Unlike mere mortals, those savvy, well-connected parties can pass through San Francisco's overlapping regulations like water through a sieve. Being charged with an illegal demolition is the nightmare of any builder in the city. The guilty party may be hit with a five-year moratorium on developing the site. But, notes a longtime Building Department higher-up speaking on condition of anonymity, leaving a derelict building or hole in the ground for years just punishes the neighborhood. So, an in-the-field compromise can be worked out with builders nabbed taking out more than they ought to have. "We might impose more rigorous standards to make a trade-off," notes the higher-up.

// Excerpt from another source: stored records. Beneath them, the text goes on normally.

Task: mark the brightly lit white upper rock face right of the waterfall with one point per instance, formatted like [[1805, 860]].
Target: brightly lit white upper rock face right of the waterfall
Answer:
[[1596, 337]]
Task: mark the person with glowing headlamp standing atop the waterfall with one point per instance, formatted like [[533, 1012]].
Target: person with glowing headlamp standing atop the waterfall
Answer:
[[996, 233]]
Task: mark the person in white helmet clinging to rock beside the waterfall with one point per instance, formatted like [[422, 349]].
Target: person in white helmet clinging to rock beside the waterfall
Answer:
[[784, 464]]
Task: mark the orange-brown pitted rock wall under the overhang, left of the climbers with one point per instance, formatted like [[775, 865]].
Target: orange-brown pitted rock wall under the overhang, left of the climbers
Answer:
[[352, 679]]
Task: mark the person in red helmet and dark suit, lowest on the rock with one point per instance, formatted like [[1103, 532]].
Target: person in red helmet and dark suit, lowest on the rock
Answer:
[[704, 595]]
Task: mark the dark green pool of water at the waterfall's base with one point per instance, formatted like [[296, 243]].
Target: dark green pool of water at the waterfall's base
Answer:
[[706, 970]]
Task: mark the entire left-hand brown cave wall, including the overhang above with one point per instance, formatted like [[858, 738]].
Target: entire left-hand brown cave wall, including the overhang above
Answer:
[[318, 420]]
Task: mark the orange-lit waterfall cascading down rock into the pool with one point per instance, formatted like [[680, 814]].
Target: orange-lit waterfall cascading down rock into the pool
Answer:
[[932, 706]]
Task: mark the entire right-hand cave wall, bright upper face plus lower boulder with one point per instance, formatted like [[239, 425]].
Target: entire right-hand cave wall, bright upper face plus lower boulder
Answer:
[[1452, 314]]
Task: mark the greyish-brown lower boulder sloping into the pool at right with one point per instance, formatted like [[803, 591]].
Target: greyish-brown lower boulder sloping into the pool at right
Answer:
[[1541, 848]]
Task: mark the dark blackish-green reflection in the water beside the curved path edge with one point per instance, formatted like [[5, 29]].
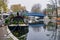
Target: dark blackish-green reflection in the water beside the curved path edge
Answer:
[[19, 32]]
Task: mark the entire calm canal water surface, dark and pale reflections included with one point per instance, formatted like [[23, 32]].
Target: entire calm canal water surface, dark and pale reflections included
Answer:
[[37, 32]]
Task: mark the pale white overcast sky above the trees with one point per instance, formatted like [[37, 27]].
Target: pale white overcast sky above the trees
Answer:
[[28, 3]]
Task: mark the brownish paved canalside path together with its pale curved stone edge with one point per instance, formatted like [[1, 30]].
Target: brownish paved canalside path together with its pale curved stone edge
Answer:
[[3, 33]]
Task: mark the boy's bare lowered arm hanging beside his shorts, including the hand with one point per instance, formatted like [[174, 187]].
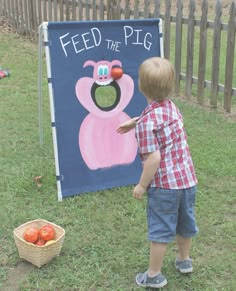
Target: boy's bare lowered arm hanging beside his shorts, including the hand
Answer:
[[150, 166]]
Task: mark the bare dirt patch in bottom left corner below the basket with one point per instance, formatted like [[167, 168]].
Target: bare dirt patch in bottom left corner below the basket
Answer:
[[15, 275]]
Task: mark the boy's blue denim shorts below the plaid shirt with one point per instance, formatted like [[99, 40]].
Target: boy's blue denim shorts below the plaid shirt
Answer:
[[170, 212]]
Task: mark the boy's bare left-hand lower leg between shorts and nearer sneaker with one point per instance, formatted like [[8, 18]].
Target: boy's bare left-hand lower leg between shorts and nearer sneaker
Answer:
[[157, 253]]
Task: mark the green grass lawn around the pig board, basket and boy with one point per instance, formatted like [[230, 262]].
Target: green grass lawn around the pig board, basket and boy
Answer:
[[105, 243]]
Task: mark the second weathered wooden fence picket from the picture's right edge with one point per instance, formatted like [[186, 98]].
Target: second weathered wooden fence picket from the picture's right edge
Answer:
[[216, 55]]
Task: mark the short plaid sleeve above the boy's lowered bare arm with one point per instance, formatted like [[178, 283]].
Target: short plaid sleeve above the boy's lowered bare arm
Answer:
[[146, 137]]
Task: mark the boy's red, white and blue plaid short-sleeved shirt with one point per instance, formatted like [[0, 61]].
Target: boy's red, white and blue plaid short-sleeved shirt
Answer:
[[161, 128]]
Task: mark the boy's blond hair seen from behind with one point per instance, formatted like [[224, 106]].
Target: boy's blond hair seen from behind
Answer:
[[156, 78]]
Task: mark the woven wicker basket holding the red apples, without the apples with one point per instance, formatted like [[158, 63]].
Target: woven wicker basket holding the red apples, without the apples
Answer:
[[38, 255]]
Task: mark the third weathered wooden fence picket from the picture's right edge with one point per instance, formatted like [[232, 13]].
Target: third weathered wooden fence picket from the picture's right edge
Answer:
[[202, 53]]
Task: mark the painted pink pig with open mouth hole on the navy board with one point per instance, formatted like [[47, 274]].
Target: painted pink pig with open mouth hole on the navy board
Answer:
[[100, 145]]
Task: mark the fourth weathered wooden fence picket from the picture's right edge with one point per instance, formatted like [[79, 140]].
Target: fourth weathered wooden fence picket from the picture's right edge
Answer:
[[190, 49]]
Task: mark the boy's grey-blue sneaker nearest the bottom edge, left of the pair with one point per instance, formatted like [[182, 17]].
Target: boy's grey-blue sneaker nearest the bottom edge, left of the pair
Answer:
[[142, 279]]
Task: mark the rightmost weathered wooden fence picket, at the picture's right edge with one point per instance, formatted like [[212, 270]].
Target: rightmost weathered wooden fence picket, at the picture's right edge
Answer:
[[230, 58]]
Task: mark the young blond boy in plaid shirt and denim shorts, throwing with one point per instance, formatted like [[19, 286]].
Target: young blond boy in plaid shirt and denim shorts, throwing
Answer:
[[168, 174]]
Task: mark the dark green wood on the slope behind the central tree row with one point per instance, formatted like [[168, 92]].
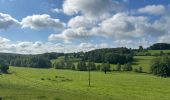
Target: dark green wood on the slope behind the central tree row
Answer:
[[111, 55]]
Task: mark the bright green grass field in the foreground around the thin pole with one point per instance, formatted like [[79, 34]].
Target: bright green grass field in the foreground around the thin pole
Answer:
[[52, 84]]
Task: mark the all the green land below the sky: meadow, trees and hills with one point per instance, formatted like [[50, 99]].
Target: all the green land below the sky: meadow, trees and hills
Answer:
[[101, 74]]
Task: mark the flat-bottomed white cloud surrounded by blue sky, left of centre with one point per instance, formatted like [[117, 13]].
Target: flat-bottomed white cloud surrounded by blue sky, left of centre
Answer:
[[41, 21]]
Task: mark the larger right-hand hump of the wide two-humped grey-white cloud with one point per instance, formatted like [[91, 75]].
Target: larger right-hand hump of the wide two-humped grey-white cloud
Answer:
[[123, 25]]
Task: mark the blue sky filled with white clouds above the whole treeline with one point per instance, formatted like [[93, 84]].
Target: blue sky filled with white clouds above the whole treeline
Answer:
[[40, 26]]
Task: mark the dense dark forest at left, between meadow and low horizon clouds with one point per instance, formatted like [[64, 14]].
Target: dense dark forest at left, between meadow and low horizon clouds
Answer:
[[36, 61]]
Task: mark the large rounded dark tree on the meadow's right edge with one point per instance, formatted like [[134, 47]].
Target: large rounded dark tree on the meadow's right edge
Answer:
[[161, 66]]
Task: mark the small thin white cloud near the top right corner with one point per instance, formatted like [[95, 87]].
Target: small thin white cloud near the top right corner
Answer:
[[153, 9]]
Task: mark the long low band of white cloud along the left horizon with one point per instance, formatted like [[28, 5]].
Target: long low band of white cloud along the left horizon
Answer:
[[38, 47]]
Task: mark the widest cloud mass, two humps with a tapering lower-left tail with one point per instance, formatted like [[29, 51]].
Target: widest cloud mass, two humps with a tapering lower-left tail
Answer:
[[119, 26]]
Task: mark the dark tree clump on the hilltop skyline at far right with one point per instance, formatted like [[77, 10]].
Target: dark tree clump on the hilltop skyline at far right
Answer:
[[160, 46]]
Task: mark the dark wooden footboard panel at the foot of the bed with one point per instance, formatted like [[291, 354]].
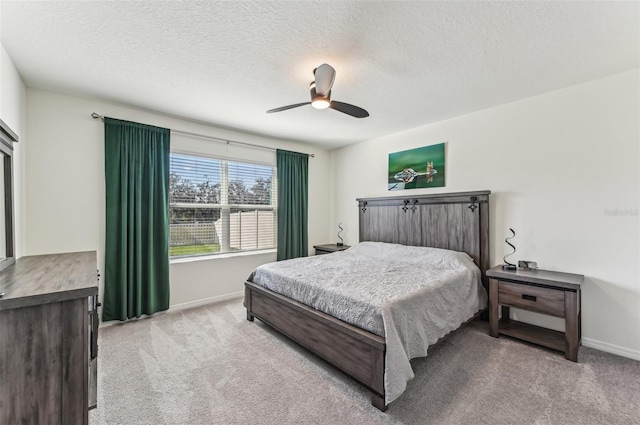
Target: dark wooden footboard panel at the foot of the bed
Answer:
[[358, 353]]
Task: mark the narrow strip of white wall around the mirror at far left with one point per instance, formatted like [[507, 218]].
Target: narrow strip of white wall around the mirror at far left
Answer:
[[13, 112]]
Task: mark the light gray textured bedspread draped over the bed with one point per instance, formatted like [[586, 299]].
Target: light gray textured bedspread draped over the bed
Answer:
[[412, 296]]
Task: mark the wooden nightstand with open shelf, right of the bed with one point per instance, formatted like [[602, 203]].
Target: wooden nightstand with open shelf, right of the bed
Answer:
[[551, 293]]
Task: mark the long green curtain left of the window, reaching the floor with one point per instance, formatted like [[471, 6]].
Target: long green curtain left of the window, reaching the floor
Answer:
[[137, 216]]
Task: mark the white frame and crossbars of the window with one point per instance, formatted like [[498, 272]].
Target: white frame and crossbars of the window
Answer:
[[225, 250]]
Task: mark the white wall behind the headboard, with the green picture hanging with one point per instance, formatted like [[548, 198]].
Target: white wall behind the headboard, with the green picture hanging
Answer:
[[556, 164]]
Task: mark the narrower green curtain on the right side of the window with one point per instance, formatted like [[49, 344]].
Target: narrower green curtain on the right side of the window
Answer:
[[293, 177]]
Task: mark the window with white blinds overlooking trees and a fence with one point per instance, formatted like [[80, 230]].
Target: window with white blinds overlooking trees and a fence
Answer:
[[218, 206]]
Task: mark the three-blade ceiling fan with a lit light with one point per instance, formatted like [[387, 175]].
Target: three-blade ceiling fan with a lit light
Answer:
[[320, 90]]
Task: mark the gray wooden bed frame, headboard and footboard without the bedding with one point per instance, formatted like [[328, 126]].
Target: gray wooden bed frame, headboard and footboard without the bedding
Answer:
[[456, 221]]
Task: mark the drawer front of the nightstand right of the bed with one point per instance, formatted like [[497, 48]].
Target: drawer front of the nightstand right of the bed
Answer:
[[534, 298]]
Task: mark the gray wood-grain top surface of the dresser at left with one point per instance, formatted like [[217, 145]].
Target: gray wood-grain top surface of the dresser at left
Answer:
[[42, 279]]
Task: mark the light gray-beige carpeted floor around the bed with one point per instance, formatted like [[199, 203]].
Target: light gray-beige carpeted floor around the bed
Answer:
[[211, 366]]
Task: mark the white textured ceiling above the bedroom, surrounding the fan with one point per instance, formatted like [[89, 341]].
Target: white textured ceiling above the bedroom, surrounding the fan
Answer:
[[407, 63]]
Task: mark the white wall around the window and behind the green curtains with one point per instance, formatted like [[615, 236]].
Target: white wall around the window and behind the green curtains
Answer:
[[65, 188]]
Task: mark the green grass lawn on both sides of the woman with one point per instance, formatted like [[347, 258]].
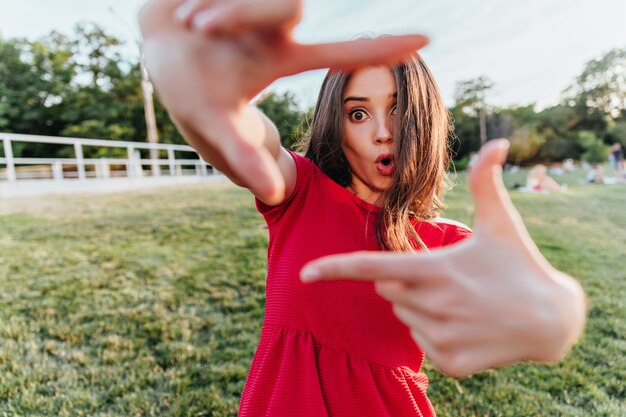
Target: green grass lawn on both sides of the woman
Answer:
[[151, 304]]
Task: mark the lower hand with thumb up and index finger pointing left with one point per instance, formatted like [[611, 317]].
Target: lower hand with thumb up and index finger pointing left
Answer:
[[487, 301]]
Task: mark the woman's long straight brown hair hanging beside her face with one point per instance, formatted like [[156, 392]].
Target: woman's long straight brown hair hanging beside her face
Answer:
[[421, 151]]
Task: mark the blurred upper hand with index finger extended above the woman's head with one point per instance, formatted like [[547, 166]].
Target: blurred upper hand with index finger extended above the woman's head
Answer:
[[209, 58]]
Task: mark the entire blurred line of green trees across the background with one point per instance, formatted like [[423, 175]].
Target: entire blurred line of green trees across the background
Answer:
[[82, 86]]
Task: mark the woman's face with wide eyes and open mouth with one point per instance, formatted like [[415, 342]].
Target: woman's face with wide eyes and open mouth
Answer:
[[369, 106]]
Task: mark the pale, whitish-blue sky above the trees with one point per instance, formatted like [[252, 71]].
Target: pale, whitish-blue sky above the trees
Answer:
[[531, 49]]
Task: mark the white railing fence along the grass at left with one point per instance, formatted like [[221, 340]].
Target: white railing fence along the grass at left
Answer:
[[131, 165]]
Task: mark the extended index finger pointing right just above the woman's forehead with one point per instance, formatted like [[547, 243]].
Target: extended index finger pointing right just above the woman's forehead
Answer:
[[386, 50]]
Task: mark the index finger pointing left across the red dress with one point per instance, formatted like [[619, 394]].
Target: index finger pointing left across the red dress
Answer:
[[375, 266]]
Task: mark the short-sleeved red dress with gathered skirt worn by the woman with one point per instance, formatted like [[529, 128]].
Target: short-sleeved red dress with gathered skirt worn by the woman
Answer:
[[332, 348]]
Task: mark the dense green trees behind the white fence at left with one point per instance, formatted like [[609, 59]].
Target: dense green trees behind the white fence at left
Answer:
[[73, 86]]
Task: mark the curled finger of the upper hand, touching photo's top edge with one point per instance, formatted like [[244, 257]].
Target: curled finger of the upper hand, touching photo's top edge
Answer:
[[237, 16]]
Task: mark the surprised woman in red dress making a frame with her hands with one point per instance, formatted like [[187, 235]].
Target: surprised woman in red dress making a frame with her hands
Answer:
[[372, 179]]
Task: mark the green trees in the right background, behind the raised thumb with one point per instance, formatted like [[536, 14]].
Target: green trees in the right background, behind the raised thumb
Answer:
[[595, 102]]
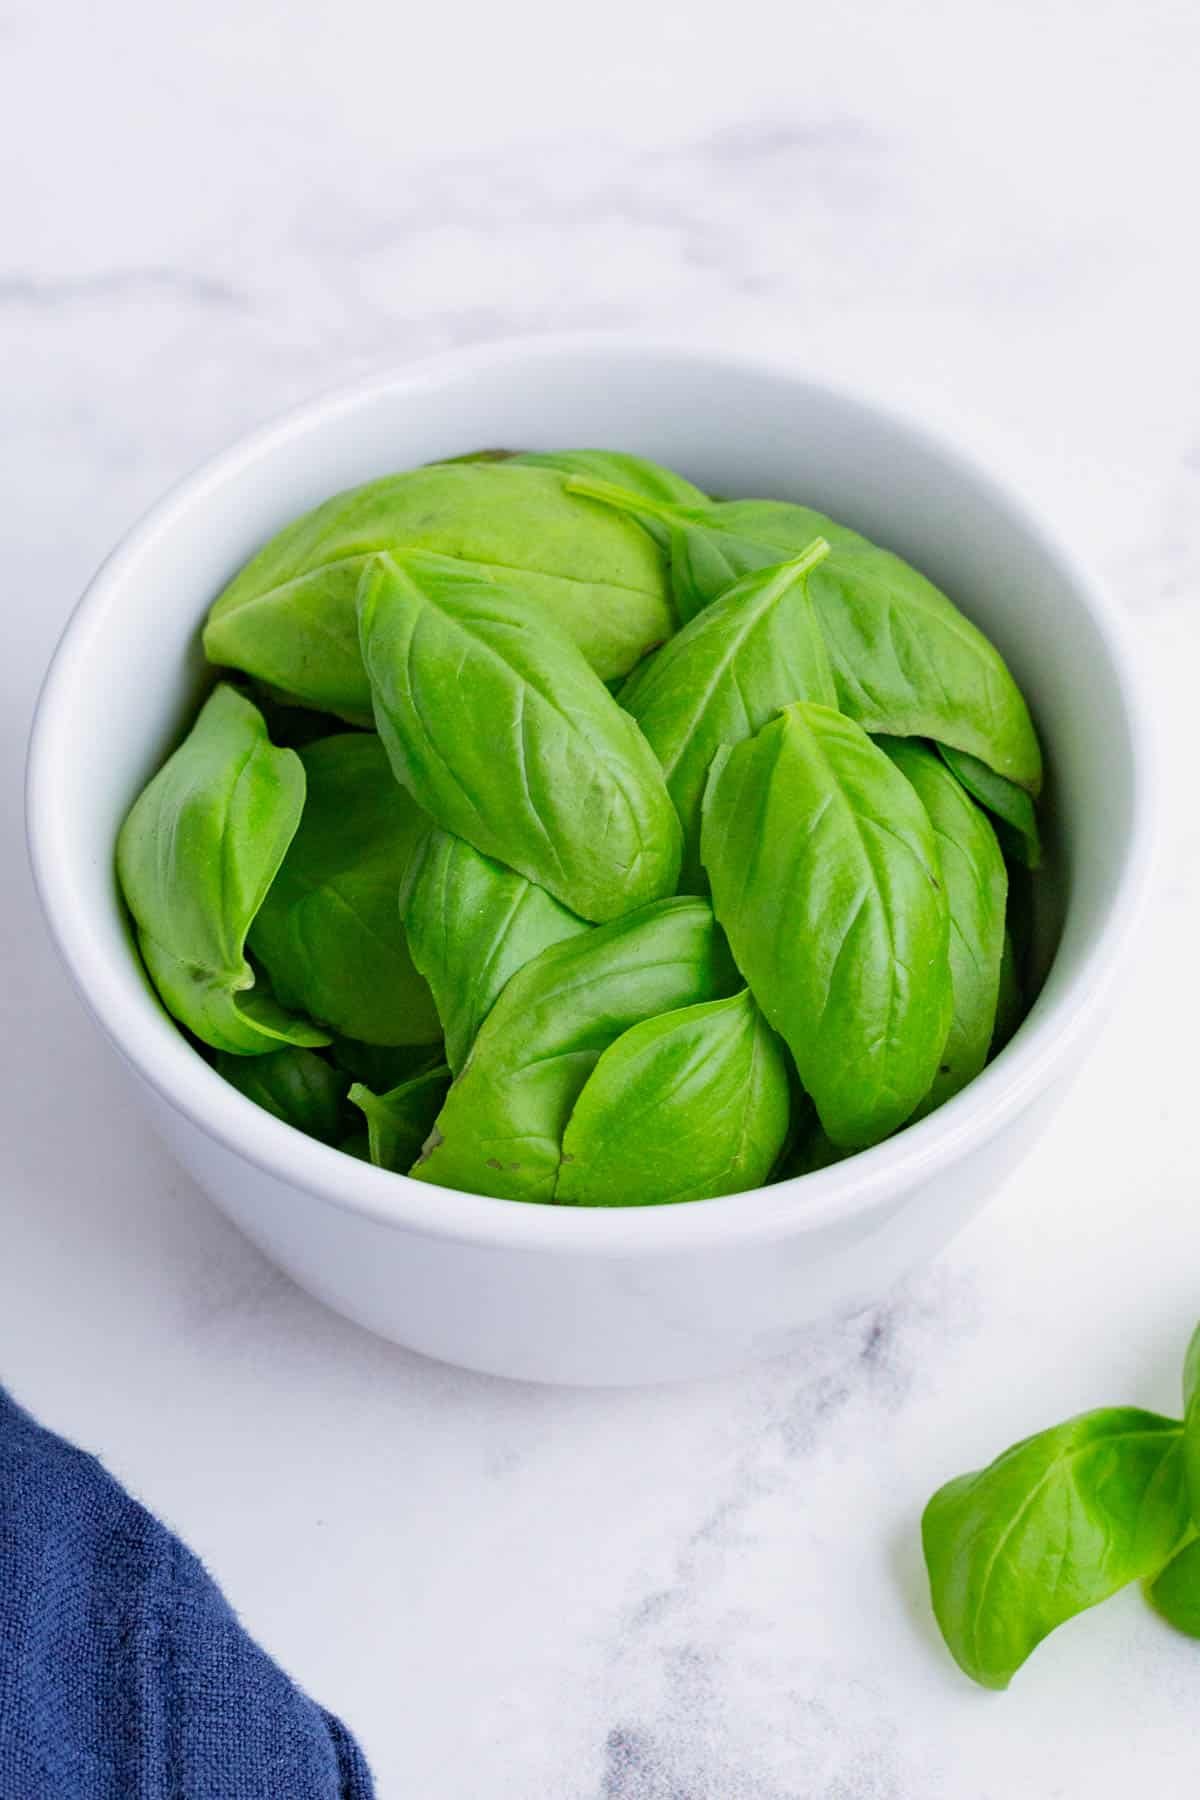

Seismic or other upgrades could be tossed into the mix. "We may ask you to do a few extra things."
Of course, he continues, it always helps "if you have the right connections and you funnel things to the right people. We might agree to whatever the Planning Department said — whether it's in the building code or not." The Building Department, he concludes, "is an amazing place."
And this is an amazing city.
The Big One in '06 proved that San Francisco real estate adheres to the law of gravity. But its behavior since then indicates the local housing market is not easily explained via the conventional laws of economics. When the housing supply goes down, demand goes up. But when the housing supply goes up, demand goes up more.